Robert A. Southard has spent a lifetime fighting poverty. As an ordained American Baptist minister, Southard has seen poverty around the globe as well as here at home.
By RUTH BAUM BIGUS
Special to The Star
“I kept seeing deep poverty and I thought I needed to do something,” Southard said. He bought some handmade tablecloths “and I thought, Who could buy these and help the people who made them?”
Southard turned that desire to help others into economic power with Unique Finds, a gift shop filled with eclectic items that help people and organizations battling poverty.
“We’re a gift shop that focuses on fair trade, Christian mission support and deep poverty,” Southard said.
Unique Finds carries such items as jewelry, shawls, purses, chocolates, coffee, linens and specialty items.
“It’s like a church bazaar, but in the public arena,” he said,
This month, Unique Finds celebrates its first anniversary, but Southard has been selling these kinds of items for a while at professional conferences and meetings.
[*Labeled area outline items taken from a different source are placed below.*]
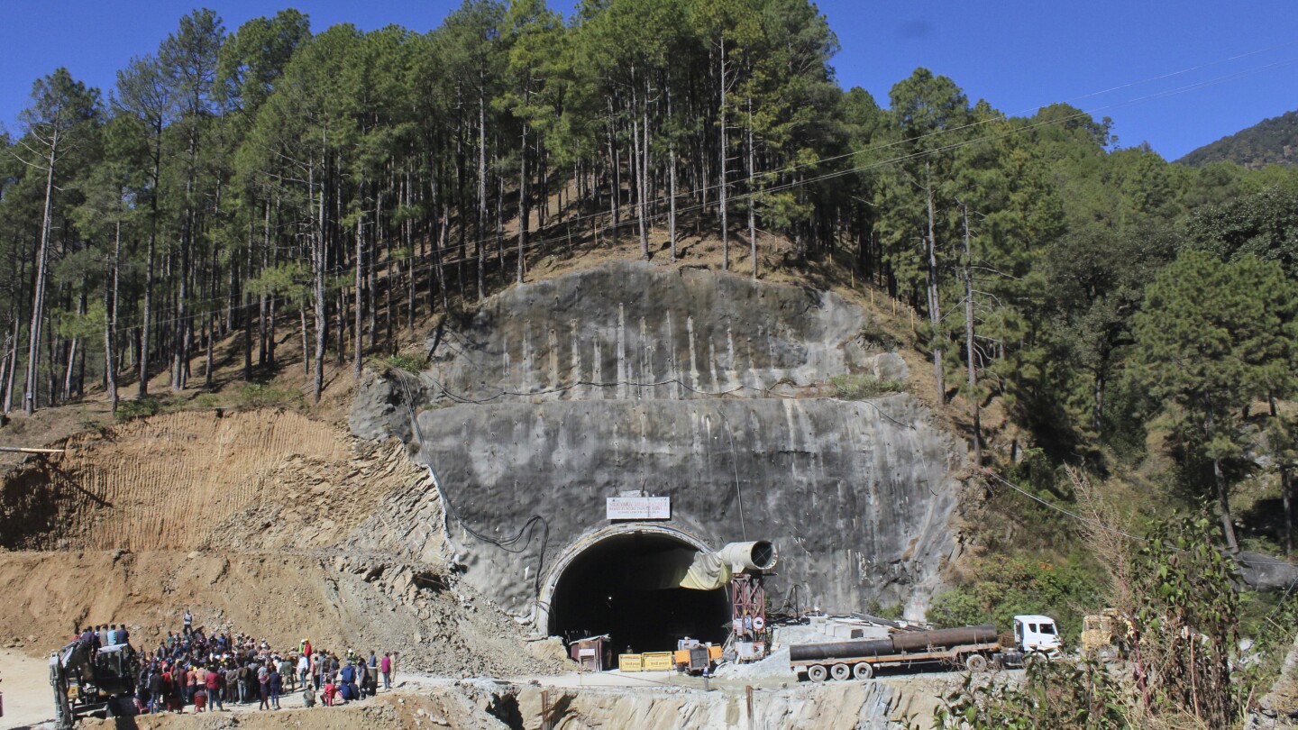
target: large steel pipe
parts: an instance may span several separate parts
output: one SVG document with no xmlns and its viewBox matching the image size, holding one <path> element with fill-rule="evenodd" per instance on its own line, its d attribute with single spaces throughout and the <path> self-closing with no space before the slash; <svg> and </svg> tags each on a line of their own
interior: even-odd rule
<svg viewBox="0 0 1298 730">
<path fill-rule="evenodd" d="M 893 649 L 910 652 L 928 647 L 948 648 L 961 644 L 983 644 L 996 640 L 996 626 L 961 626 L 959 629 L 938 629 L 936 631 L 898 631 L 892 635 Z"/>
<path fill-rule="evenodd" d="M 779 556 L 775 546 L 767 540 L 754 540 L 750 543 L 729 543 L 716 551 L 726 565 L 735 573 L 744 570 L 770 570 L 775 568 Z"/>
<path fill-rule="evenodd" d="M 831 642 L 828 644 L 793 644 L 789 647 L 790 661 L 829 661 L 859 656 L 879 656 L 893 653 L 892 640 L 872 639 L 867 642 Z"/>
</svg>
“I just expanded my closet into a store,” said Southard of the store’s downtown Overland Park location. “It was getting so big I either had to stop it” or start a store.
Unique Finds carries merchandise from as far away as Uganda, Democratic Republic of Congo and India to Wichita and the Greater Kansas City area. Some items are things Southard has brought back himself while other items come from friends and colleagues who travel.
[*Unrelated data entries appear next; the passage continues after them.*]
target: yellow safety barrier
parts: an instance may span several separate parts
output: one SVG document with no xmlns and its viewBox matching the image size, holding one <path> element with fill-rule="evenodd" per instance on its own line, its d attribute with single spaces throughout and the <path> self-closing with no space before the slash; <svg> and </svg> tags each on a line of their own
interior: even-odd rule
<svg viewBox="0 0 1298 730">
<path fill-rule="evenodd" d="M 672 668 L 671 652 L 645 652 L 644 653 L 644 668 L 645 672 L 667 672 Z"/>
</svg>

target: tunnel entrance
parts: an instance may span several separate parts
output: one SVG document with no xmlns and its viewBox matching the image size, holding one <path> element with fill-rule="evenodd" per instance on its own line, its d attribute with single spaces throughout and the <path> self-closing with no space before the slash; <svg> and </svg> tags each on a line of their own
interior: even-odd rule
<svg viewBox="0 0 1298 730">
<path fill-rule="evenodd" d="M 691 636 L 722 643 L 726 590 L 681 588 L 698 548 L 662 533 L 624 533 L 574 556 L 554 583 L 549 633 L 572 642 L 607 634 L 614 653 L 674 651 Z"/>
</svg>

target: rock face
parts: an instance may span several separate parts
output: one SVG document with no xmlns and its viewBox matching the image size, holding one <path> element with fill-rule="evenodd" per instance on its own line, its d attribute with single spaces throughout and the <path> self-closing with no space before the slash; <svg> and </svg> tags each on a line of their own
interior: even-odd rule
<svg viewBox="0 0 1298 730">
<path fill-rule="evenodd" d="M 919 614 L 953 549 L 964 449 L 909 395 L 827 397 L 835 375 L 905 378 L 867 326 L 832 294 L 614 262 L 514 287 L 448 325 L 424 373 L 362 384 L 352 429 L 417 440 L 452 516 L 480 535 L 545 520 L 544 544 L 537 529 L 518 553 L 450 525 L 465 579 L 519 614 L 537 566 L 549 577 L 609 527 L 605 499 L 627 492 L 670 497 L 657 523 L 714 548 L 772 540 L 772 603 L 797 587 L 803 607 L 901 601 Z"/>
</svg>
“I tell them if you see things from a poverty group, buy them and bring them back and we will sell them,” Southard said.
Q: How does your model work to help others?
Southard gives a percentage of an item’s sale back to the artist or organization. Some items he buys outright, paying the artist up front, while others are taken on consignment.
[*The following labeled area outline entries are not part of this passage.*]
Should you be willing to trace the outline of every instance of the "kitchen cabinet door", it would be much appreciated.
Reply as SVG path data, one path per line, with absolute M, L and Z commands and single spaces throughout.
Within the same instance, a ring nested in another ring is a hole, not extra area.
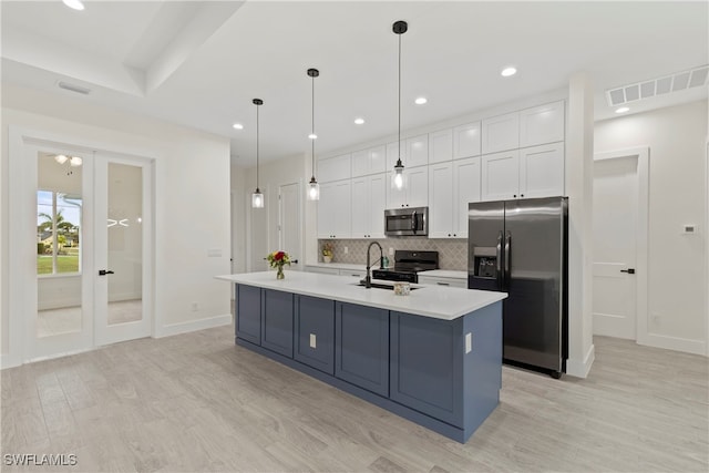
M 261 345 L 261 289 L 236 285 L 236 338 Z
M 467 204 L 480 202 L 481 158 L 453 162 L 453 238 L 467 238 Z
M 335 374 L 335 301 L 296 296 L 294 359 Z
M 353 178 L 369 174 L 369 150 L 352 153 L 351 162 Z
M 564 143 L 520 150 L 520 197 L 564 195 Z
M 564 101 L 520 112 L 520 147 L 564 141 Z
M 517 150 L 482 156 L 482 199 L 505 200 L 520 194 L 520 152 Z
M 390 398 L 463 425 L 463 319 L 391 311 Z
M 351 183 L 337 181 L 320 185 L 318 238 L 349 238 L 351 234 Z
M 429 135 L 407 140 L 407 161 L 404 166 L 415 167 L 429 164 Z
M 429 164 L 453 158 L 453 130 L 441 130 L 429 134 Z
M 264 289 L 261 347 L 288 358 L 292 358 L 292 299 L 291 292 Z
M 482 122 L 482 153 L 496 153 L 520 147 L 520 112 Z
M 351 158 L 349 154 L 327 157 L 318 161 L 317 176 L 320 183 L 349 179 L 351 176 Z
M 335 376 L 389 397 L 389 311 L 336 302 Z
M 453 234 L 453 163 L 429 166 L 429 238 Z
M 453 128 L 453 158 L 480 155 L 480 122 L 467 123 Z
“I ask them to donate 10 percent of a sale to a nonprofit of their choice,” he said.
Open seven days a week, Unique Finds has 13 employees who help Southard run the store.
“Part of the purpose of the store is helping provide economic justice, and providing jobs is part of that,” he said.
Q: You have spent most of your adult life in the pastorate. How did you know what to do with a business?
Southard reached out in several directions to establish Unique Finds as an LLC. One of the first people to help out the retired pastor was his daughter who runs a Ten Thousand Villages — a network of stores focusing the sale of fair trade items — outside the Kansas City area.
“She taught me how to do this,” Southard said. “And I also had experience with antiques.”
Southard also turned to the Small Business Development Center at Johnson County Community College for advice on setting up his business as well as his personal financial consultant. He used personal funds to finance Unique Finds.
Q: Why did you choose your location?
“I looked for a location that fit our brand,” Southard said. “Downtown Overland Park has Ten Thousand Villages, and we encourage each other.… Downtown Overland Park seems like a fair trade district.”
So far, Southard said business has been steady; Unique Finds does get some business from its website.
“I had hoped it’s a two-year process and that it will pay for itself and I’m on track,” Southard said.
Getting the word out about the store has provided a challenge, Southard said.
“I’ve been trying everything,” said Southard, including social media, a news log, direct mail and hosting special events at the store. Every third Friday the store stays open into the evening hoping to entice customers to come in and check out the store.
Q: What does the future hold for your business?
“I do think about other locations and more stores, and I’m in the process of reviewing that,” Southard said. “I would like to consider franchises.”
For now, Unique Finds will be hosting some special activities at the store to celebrate its first year in business including a special sale, discounts for bringing in new customers and a party Jan. 26 at the neighboring Homer’s Café for supporters.